I've been at my current place for about ten years now because it checks all the boxes for me, too. Unfortunately, as all things must end eventually, we're slowly in the process of shutting down and this current job market is terrifying.
If you're getting antsy and thinking of dipping a toe in the market, I'd say wait a year or two.
I stuck things out as long as I could reasonably get off with at my last job past which there would have been "difficult conversations" for a variety of reasons (COVID factored in too)--but that was around the time I had decided I was going to semi-retire anyway. Actually, stayed a bit longer than planned. I still do some analyst work.
- Not to be made to feel like shit constantly with non-stop criticism about every little thing you didn't 100% get perfectly right, meanwhile management has no accountability on all the stuff they fuck up, so long as they stay angry enough and put all the blame on their team.

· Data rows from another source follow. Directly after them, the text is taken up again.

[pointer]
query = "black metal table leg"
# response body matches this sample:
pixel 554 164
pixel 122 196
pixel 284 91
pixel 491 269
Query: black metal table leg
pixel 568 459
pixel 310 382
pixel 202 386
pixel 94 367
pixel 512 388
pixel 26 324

Not only no accountability, but their fuck ups are actively swept under the rug. Certain higher person in our place had a medium fuck up, which involved changing vendors. They clearly did it in a less than friendly way, because when the fuck up came to light, vendor simply said 'pay me', which the person refused to do. Instead, it became a separate, massive, end of the year project that probably had at least the cost of the vendor quote, but had the benefit of wasting everyone's time and making money for a 3rd party contracting operators.
"Lack of obstacles" really resonates. If we're talking about software dev, it's fun to get into a flow state and solve problems. Whether you actually get to do that at a BigCo seems like a roll of the dice. For every team that seems happy & effective, there are two encumbered by lack of agency, bureaucracy, pointless meetings, etc. Most people who got into software dev will work hard when there is actually something to do that is fun and engaging.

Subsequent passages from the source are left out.